4.      Mengelola Uang dengan Benar

Sejatinya kita bukan pemilik (owner) tapi pengelola (steward). Memang kita berhak untuk membelanjakan uang kita tetapi Tuhan sebagai pemilik segalanya menuntut pertanggungjawaban kita. Orang benar tentu akan membayar persepuluhan, memberi persembahan, membayar pajak, dan tidak meminjamkan uang dengan riba (lintah darat).
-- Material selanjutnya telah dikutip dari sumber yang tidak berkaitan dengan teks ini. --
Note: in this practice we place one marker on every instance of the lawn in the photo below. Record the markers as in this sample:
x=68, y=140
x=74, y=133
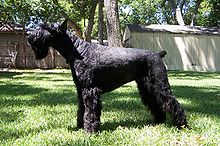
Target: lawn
x=38, y=107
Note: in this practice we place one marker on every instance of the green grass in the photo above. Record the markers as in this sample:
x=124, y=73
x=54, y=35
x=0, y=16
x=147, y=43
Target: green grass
x=39, y=108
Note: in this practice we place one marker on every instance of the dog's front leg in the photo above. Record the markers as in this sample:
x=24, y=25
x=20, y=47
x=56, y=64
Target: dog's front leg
x=81, y=110
x=92, y=103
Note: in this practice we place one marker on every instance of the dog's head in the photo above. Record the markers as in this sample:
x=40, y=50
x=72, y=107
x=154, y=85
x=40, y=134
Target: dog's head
x=46, y=36
x=39, y=40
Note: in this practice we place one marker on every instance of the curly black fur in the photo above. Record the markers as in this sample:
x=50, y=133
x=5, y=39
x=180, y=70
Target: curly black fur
x=99, y=69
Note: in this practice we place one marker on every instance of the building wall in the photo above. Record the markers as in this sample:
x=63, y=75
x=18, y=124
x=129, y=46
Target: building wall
x=14, y=54
x=186, y=52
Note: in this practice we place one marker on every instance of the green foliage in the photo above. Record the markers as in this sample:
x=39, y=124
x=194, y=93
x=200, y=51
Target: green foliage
x=39, y=108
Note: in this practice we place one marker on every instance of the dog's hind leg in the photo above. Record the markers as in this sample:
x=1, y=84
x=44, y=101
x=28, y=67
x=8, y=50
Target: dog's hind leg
x=149, y=100
x=81, y=110
x=92, y=102
x=161, y=90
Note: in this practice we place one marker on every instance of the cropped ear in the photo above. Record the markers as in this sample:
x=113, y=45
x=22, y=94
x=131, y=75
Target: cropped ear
x=63, y=26
x=162, y=53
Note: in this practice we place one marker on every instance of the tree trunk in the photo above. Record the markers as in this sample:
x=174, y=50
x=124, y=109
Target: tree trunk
x=101, y=23
x=177, y=11
x=198, y=2
x=89, y=27
x=113, y=30
x=71, y=22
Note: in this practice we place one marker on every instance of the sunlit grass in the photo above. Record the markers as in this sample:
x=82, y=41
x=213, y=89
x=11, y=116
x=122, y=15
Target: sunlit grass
x=39, y=108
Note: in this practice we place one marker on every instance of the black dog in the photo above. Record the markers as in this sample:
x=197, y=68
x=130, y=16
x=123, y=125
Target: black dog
x=98, y=69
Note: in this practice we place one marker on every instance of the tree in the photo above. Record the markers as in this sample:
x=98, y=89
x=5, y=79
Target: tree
x=89, y=27
x=112, y=22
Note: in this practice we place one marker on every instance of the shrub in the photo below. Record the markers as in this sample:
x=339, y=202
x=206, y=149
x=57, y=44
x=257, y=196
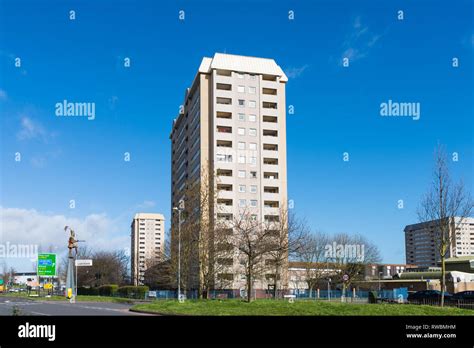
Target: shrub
x=133, y=291
x=108, y=290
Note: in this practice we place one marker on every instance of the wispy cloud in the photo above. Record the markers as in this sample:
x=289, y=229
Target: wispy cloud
x=294, y=72
x=32, y=129
x=3, y=95
x=113, y=102
x=359, y=41
x=31, y=226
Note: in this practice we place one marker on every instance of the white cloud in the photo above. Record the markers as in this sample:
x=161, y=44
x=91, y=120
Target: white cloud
x=29, y=226
x=30, y=129
x=3, y=95
x=294, y=72
x=359, y=41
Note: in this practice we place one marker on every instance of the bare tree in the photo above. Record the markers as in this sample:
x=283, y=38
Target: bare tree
x=444, y=206
x=288, y=235
x=252, y=241
x=108, y=267
x=349, y=255
x=313, y=260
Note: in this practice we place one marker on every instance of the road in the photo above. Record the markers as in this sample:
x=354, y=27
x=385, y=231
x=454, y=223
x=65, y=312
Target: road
x=47, y=308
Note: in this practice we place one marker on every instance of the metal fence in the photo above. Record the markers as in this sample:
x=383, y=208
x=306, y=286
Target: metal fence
x=464, y=304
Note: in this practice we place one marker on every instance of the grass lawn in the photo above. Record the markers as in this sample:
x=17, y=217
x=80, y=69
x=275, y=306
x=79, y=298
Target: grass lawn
x=80, y=298
x=302, y=307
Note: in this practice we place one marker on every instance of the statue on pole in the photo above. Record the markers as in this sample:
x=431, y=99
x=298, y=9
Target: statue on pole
x=70, y=278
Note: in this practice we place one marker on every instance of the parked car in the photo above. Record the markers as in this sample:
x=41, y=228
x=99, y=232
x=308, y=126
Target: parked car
x=428, y=295
x=464, y=295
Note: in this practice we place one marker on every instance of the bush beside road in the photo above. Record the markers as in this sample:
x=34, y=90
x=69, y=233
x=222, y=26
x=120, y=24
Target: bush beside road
x=284, y=308
x=80, y=298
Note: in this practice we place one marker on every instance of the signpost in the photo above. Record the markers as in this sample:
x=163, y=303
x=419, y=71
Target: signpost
x=82, y=263
x=46, y=266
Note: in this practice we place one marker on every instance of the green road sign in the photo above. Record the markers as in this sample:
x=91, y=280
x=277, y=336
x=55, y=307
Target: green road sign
x=47, y=265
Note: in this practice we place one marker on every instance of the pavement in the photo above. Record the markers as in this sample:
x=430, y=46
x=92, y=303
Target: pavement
x=48, y=308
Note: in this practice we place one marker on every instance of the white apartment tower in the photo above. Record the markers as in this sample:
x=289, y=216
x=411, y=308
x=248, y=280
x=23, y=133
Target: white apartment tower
x=148, y=239
x=233, y=122
x=420, y=246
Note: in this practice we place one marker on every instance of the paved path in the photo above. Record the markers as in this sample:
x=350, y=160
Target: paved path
x=38, y=307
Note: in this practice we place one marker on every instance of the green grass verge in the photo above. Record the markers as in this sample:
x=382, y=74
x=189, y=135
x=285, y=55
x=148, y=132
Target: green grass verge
x=80, y=298
x=299, y=308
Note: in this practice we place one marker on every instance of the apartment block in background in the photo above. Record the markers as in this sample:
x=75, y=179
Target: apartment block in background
x=233, y=124
x=420, y=245
x=148, y=239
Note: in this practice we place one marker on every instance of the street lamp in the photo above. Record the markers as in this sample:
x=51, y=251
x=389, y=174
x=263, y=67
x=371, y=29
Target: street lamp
x=179, y=209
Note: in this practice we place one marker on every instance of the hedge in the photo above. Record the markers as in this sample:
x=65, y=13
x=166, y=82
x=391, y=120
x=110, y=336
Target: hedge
x=108, y=290
x=132, y=291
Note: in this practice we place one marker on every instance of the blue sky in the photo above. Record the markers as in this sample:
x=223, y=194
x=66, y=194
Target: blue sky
x=336, y=107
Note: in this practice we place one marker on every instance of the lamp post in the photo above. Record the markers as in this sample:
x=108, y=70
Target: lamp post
x=179, y=209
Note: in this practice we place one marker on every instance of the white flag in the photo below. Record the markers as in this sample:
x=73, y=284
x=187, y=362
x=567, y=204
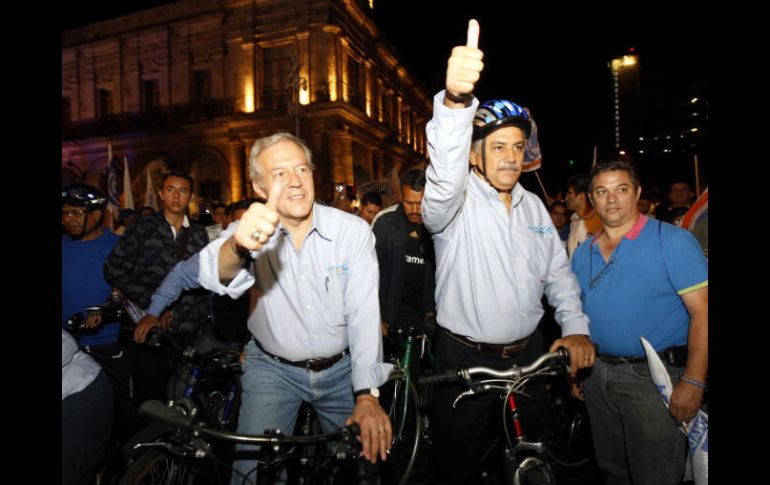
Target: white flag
x=128, y=196
x=697, y=430
x=150, y=199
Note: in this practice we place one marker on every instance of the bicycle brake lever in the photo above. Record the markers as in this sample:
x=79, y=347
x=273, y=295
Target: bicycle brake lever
x=462, y=395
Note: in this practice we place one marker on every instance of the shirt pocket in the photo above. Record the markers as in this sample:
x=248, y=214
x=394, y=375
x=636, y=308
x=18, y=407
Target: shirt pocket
x=334, y=298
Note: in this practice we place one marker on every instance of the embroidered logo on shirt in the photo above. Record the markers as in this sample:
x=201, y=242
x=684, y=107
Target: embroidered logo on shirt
x=414, y=260
x=339, y=269
x=544, y=231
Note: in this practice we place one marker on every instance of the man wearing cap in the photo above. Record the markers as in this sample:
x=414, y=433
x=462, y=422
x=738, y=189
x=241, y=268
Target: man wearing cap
x=497, y=252
x=86, y=243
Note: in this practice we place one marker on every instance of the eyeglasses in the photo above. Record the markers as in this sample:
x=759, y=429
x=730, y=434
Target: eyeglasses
x=604, y=271
x=72, y=213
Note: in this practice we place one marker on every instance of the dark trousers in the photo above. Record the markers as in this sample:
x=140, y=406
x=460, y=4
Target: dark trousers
x=115, y=362
x=463, y=436
x=153, y=367
x=86, y=421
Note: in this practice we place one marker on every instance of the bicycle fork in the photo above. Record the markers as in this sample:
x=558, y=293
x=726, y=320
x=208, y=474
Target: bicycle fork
x=524, y=456
x=406, y=363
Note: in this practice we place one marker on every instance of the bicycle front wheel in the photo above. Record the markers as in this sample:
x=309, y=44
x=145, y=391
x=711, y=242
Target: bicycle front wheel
x=158, y=467
x=403, y=409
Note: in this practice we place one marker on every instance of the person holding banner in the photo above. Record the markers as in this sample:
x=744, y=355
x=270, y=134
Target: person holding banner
x=497, y=252
x=641, y=278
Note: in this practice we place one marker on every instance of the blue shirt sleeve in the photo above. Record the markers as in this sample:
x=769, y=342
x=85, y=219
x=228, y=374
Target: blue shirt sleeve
x=686, y=266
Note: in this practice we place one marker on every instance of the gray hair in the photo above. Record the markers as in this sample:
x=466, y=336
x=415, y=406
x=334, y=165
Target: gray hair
x=264, y=143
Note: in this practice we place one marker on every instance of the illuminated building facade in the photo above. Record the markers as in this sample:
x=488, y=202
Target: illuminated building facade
x=194, y=83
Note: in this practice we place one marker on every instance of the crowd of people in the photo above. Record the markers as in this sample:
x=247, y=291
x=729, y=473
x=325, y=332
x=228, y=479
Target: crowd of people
x=468, y=255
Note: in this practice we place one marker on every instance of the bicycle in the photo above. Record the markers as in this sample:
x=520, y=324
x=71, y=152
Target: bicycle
x=191, y=445
x=529, y=462
x=210, y=394
x=404, y=405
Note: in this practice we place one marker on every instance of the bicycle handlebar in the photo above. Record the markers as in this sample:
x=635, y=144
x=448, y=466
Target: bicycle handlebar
x=514, y=374
x=157, y=411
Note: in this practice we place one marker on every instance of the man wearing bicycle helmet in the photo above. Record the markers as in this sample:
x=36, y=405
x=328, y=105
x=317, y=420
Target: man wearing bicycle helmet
x=497, y=253
x=86, y=243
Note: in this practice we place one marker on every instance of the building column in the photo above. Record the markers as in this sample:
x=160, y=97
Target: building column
x=378, y=163
x=236, y=156
x=341, y=157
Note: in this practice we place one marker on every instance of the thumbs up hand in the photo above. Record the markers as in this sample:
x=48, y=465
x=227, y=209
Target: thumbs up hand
x=464, y=69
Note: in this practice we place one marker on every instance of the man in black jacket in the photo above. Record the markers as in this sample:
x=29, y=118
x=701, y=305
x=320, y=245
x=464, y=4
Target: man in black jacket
x=405, y=255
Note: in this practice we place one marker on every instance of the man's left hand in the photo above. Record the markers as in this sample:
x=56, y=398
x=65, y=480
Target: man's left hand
x=582, y=353
x=376, y=432
x=685, y=402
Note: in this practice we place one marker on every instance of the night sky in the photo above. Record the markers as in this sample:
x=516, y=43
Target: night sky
x=551, y=59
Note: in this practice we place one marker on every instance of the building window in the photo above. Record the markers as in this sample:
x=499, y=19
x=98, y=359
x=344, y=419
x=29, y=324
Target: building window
x=105, y=105
x=277, y=77
x=201, y=91
x=66, y=112
x=387, y=108
x=150, y=95
x=355, y=93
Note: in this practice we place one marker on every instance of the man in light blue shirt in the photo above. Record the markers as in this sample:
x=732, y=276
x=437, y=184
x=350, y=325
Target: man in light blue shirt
x=316, y=323
x=497, y=252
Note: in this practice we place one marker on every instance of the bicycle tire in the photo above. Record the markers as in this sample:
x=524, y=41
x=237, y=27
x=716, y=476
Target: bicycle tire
x=158, y=467
x=404, y=448
x=534, y=471
x=569, y=442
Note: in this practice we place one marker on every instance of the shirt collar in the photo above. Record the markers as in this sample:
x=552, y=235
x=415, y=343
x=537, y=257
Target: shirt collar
x=633, y=233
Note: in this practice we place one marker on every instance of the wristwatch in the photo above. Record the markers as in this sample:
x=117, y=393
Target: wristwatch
x=372, y=391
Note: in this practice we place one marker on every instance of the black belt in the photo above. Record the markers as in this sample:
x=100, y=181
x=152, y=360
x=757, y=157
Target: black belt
x=676, y=356
x=505, y=351
x=316, y=365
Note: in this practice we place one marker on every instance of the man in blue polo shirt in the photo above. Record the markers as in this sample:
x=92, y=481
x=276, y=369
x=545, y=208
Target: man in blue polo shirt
x=641, y=278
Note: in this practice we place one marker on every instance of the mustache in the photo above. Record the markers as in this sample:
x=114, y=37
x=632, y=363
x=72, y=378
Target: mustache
x=508, y=166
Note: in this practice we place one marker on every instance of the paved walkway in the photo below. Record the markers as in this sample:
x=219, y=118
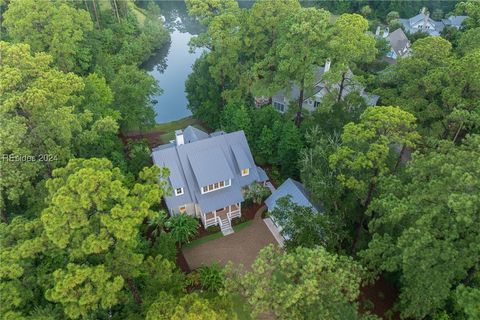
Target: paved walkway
x=240, y=247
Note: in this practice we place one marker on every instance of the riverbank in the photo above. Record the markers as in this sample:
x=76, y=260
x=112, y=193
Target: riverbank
x=162, y=133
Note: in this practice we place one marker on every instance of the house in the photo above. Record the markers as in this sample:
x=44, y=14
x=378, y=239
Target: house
x=454, y=21
x=282, y=99
x=208, y=173
x=422, y=22
x=298, y=195
x=399, y=44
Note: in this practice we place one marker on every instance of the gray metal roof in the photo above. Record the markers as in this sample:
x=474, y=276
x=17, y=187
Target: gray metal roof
x=206, y=160
x=455, y=21
x=298, y=195
x=293, y=93
x=398, y=41
x=209, y=166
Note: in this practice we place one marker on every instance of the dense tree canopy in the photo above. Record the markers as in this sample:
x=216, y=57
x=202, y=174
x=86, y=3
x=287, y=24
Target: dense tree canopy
x=426, y=225
x=302, y=284
x=52, y=27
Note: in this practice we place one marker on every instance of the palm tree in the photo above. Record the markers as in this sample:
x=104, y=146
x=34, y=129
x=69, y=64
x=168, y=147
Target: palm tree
x=157, y=223
x=182, y=227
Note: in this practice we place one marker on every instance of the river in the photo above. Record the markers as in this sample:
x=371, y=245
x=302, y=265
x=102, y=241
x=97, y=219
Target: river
x=172, y=64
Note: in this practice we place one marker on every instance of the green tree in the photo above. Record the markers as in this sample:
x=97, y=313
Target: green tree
x=91, y=212
x=261, y=35
x=301, y=226
x=84, y=289
x=350, y=44
x=132, y=89
x=416, y=84
x=183, y=227
x=467, y=299
x=189, y=307
x=366, y=148
x=264, y=146
x=305, y=32
x=52, y=27
x=237, y=117
x=301, y=284
x=367, y=152
x=426, y=228
x=37, y=118
x=204, y=94
x=289, y=144
x=257, y=193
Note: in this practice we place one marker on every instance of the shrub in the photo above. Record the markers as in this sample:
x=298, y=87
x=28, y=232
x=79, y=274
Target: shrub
x=257, y=192
x=182, y=227
x=192, y=279
x=213, y=229
x=238, y=220
x=211, y=277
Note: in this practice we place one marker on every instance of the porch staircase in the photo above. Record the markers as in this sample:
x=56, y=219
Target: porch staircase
x=226, y=226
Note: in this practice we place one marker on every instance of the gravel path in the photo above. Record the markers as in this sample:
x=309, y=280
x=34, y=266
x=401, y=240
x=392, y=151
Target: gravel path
x=240, y=247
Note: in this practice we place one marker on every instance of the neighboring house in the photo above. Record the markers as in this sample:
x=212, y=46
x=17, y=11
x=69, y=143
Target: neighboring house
x=282, y=99
x=298, y=195
x=399, y=44
x=207, y=174
x=422, y=22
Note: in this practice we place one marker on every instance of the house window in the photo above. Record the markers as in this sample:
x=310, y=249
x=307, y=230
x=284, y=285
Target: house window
x=178, y=191
x=216, y=186
x=279, y=106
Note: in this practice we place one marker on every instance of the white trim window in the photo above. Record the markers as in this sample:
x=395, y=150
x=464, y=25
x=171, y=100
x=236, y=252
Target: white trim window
x=183, y=208
x=216, y=186
x=178, y=191
x=279, y=106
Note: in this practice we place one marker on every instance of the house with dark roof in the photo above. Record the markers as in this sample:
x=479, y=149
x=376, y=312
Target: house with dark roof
x=312, y=98
x=423, y=23
x=297, y=195
x=208, y=173
x=399, y=44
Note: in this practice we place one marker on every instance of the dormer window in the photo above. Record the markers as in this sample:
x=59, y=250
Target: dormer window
x=216, y=186
x=178, y=191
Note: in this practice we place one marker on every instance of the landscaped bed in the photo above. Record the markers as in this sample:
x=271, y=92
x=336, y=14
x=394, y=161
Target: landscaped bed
x=215, y=235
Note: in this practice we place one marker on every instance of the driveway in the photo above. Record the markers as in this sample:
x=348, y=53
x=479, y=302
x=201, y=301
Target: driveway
x=240, y=247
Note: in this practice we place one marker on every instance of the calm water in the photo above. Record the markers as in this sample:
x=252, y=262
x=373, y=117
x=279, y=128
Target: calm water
x=172, y=64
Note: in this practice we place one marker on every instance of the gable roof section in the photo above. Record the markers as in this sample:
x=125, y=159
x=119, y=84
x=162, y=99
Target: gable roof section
x=213, y=160
x=455, y=21
x=398, y=40
x=210, y=166
x=297, y=192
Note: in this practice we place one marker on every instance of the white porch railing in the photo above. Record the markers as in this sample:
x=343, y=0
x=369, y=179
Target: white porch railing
x=231, y=211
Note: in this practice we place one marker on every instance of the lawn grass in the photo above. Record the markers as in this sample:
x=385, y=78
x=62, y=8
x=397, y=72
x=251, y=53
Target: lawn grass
x=241, y=308
x=216, y=235
x=177, y=124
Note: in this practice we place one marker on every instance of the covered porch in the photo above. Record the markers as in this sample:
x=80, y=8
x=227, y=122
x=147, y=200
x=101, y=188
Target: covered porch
x=215, y=217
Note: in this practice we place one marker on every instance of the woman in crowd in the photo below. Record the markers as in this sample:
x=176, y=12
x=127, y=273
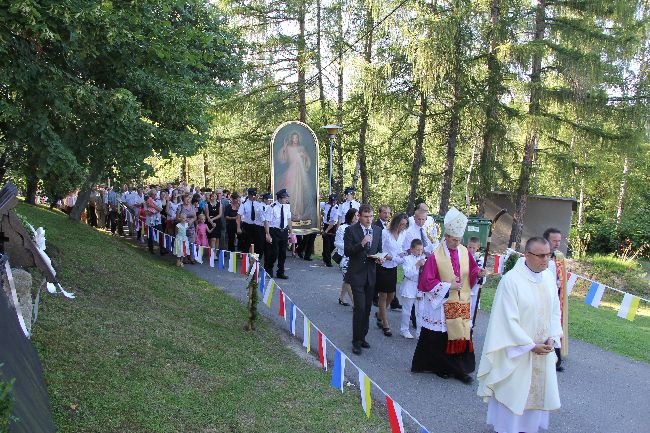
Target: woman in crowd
x=351, y=217
x=231, y=220
x=213, y=217
x=172, y=211
x=392, y=238
x=189, y=210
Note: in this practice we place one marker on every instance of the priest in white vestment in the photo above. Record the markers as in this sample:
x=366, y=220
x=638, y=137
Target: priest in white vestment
x=517, y=374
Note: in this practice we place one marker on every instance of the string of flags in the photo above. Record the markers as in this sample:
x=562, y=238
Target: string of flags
x=289, y=312
x=629, y=305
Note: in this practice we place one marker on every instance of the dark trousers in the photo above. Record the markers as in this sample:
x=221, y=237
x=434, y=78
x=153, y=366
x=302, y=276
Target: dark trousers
x=328, y=247
x=259, y=241
x=362, y=296
x=305, y=246
x=276, y=250
x=249, y=232
x=112, y=221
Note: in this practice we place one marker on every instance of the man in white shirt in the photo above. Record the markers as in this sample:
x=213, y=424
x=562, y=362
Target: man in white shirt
x=418, y=230
x=277, y=228
x=349, y=203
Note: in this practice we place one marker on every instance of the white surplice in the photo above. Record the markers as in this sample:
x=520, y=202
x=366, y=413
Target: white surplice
x=519, y=385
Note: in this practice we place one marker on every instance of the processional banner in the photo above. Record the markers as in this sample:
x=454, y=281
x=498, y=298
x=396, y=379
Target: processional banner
x=294, y=167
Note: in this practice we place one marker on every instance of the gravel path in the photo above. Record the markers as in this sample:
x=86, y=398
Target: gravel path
x=601, y=392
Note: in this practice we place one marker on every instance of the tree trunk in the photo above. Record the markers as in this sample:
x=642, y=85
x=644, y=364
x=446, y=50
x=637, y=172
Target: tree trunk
x=621, y=192
x=206, y=174
x=417, y=155
x=365, y=112
x=451, y=142
x=521, y=199
x=31, y=187
x=339, y=104
x=493, y=129
x=302, y=56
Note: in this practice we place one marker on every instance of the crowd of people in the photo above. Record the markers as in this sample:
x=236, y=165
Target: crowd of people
x=438, y=291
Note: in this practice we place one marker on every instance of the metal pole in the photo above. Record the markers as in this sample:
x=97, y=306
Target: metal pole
x=331, y=141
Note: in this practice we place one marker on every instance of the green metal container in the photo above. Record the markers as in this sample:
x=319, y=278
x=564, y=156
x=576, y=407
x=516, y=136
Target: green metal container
x=479, y=227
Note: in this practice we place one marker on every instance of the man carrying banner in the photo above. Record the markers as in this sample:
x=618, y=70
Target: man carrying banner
x=517, y=376
x=557, y=266
x=444, y=288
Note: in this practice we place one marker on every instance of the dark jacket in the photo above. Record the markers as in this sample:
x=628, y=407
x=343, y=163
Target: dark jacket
x=361, y=269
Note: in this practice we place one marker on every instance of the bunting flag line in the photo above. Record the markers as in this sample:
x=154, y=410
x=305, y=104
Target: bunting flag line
x=244, y=264
x=628, y=307
x=262, y=284
x=232, y=262
x=268, y=296
x=292, y=318
x=338, y=371
x=394, y=416
x=364, y=385
x=281, y=311
x=571, y=282
x=595, y=294
x=306, y=333
x=322, y=350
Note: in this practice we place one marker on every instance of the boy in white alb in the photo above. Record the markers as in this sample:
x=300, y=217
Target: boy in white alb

Orang benar juga akan menyisihkan uang untuk menyantuni yatim piatu dan orang-orang miskin: “tidak memungut bunga uang atau mengambil riba, menjauhkan diri dari kecurangan, melakukan hukum yang benar di antara manusia dengan manusia.” (8). Karena akar dari segala kejahatan adalah cinta uang, maka sejatinya orang benar tidak dikuasai uang (1 Timotius 6:10). Jadi dari mana kita tahu seseorang mengelola uang dengan benar, ketika orang itu jujur dan mengembalikan uang tepat pada pos masing-masing (Matius 22:21). Maranatha, Amen.

INTISARI khotbah Pdt. Joshua Mangiring Sinaga, S.Th, HN Ministries Chapter Semper Jakarta Utara. Minggu, 20 Mei 2007.